The workflow of the physical design is as follows:
- Ordered change data flows into the memory of the data integration software.
- Conflict detection begins for the data flow, identifying rows with UK conflicts and recording all primary key values in these rows as a set S. All rows in the current data flow with primary key values in set S are stripped out according to their original order and placed into an independent queue called a conflict queue. The data in this queue is partitioned and parallelized based on the specified degree of parallelism and number of tables. If no conflicts are detected, then the conflict queue will be empty, and non-conflicting data can be parallelized using default pk hash.
The reason for adopting this design is as follows:
- Doing secondary partitioning under the overall PK hash concurrency model has good data balance and performance: Adopting the PK HASH concurrency model, the overall data partitioning is relatively balanced. Even in scenarios where hot updates occur, the overall update will not have too serious data skew problems through hot data merging technology. With balanced data, parallel processing advantages can be better utilized.
- Secondary partitioning of conflict queues improves parallelism: To avoid a large number of UK conflicts leading to complete degradation into single-threaded serial execution, conflict queues are further partitioned according to the table to which the data belongs, further improving parallelism under conflicts.

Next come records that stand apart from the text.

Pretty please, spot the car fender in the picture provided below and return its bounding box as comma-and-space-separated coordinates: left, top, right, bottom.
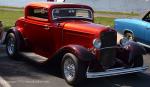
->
4, 27, 24, 49
44, 45, 96, 66
59, 45, 95, 62
123, 41, 146, 60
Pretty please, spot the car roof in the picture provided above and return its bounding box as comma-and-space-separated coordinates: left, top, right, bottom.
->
27, 2, 93, 11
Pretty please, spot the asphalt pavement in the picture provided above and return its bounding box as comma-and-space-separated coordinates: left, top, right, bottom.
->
0, 46, 150, 87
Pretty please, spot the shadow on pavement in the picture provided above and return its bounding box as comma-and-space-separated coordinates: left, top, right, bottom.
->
0, 45, 150, 87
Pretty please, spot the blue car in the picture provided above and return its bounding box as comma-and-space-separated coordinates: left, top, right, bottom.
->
114, 11, 150, 48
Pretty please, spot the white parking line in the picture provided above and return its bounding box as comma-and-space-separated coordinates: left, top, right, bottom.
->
0, 77, 11, 87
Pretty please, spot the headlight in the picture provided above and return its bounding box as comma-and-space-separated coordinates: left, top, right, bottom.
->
93, 39, 102, 48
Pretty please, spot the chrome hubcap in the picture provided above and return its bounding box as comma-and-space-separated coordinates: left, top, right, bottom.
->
64, 58, 75, 80
7, 38, 15, 55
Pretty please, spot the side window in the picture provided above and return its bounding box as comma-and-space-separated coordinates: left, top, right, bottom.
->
28, 8, 48, 19
143, 12, 150, 22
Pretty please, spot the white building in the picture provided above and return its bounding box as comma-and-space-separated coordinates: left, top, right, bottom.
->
65, 0, 150, 12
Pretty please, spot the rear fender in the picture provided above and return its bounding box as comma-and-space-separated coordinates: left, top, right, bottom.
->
123, 41, 146, 62
3, 27, 24, 49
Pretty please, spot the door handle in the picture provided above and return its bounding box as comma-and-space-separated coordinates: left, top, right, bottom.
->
44, 25, 50, 30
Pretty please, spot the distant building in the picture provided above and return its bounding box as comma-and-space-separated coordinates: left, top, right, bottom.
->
47, 0, 65, 2
65, 0, 150, 12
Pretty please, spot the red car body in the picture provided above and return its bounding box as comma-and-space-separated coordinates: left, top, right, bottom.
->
6, 3, 147, 84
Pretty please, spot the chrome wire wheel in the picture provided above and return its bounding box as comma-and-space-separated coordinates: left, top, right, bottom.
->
125, 33, 134, 41
7, 37, 15, 55
63, 58, 75, 80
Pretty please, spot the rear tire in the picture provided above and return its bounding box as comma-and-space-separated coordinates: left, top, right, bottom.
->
6, 32, 19, 59
61, 53, 87, 85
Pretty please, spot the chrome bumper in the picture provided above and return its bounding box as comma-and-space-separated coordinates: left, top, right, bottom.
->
86, 66, 148, 78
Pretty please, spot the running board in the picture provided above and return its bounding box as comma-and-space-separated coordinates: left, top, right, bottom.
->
87, 66, 148, 78
20, 52, 48, 63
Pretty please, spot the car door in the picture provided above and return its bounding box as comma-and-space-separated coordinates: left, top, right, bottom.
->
25, 8, 54, 57
143, 12, 150, 45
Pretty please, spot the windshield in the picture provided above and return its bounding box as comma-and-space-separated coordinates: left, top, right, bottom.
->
52, 8, 92, 20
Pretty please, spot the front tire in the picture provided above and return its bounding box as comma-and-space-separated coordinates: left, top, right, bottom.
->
6, 33, 19, 59
62, 53, 87, 85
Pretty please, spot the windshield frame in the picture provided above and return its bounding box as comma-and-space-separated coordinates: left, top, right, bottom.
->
51, 8, 93, 20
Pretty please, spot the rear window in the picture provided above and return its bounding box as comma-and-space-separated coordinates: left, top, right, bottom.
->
28, 8, 48, 19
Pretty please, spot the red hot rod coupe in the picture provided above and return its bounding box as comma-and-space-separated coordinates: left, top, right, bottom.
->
4, 2, 148, 85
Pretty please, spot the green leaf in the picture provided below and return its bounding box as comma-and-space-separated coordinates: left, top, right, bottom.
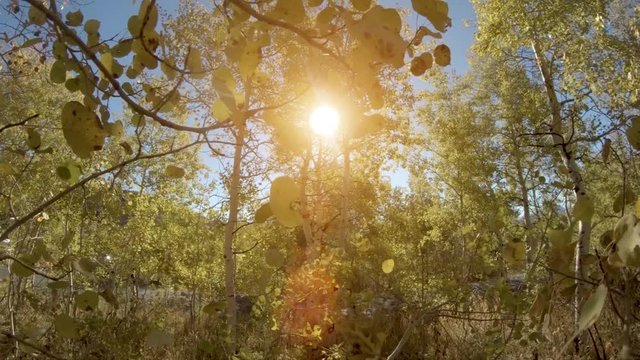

How to detect UK conflicts
Detecting UK conflicts is the key to achieving a concurrent model that perceives UK conflicts. Issues to consider when implementing UK conflict detection include:
- The situation of use unique composite key
- The situation where multiple UK constraints are present.
Overall, the execution steps of UK detection in the UK can be summarized as follows:
- Load the schema metadata of tables associated with data and obtain key UK constraint information. It is necessary to cache schema information and ensure consistency here.
- Traverse all UK constraints, each of which specifies a set of columns called U for the UK column. For data that needs to be written to the other end, detect the values of columns in set U among them. If there are cases where identical values exist, it is considered a conflict detection. Put other rows with PK values corresponding to these rows into a conflict queue for subsequent secondary partitioning. Note that during the entire traversal process of UK, when detecting conflicting rows put into a conflict queue, it is still necessary to maintain order and ensure that it does not change the original execution sequence.
Real-time synchronization of online data is a very important issue when it comes to achieving high-performance writing while perceiving constraint conflicts. Similar problems include how to avoid performance degradation caused by constraint conflicts when encountering PK constraint conflicts. We will share relevant content on this topic in the future.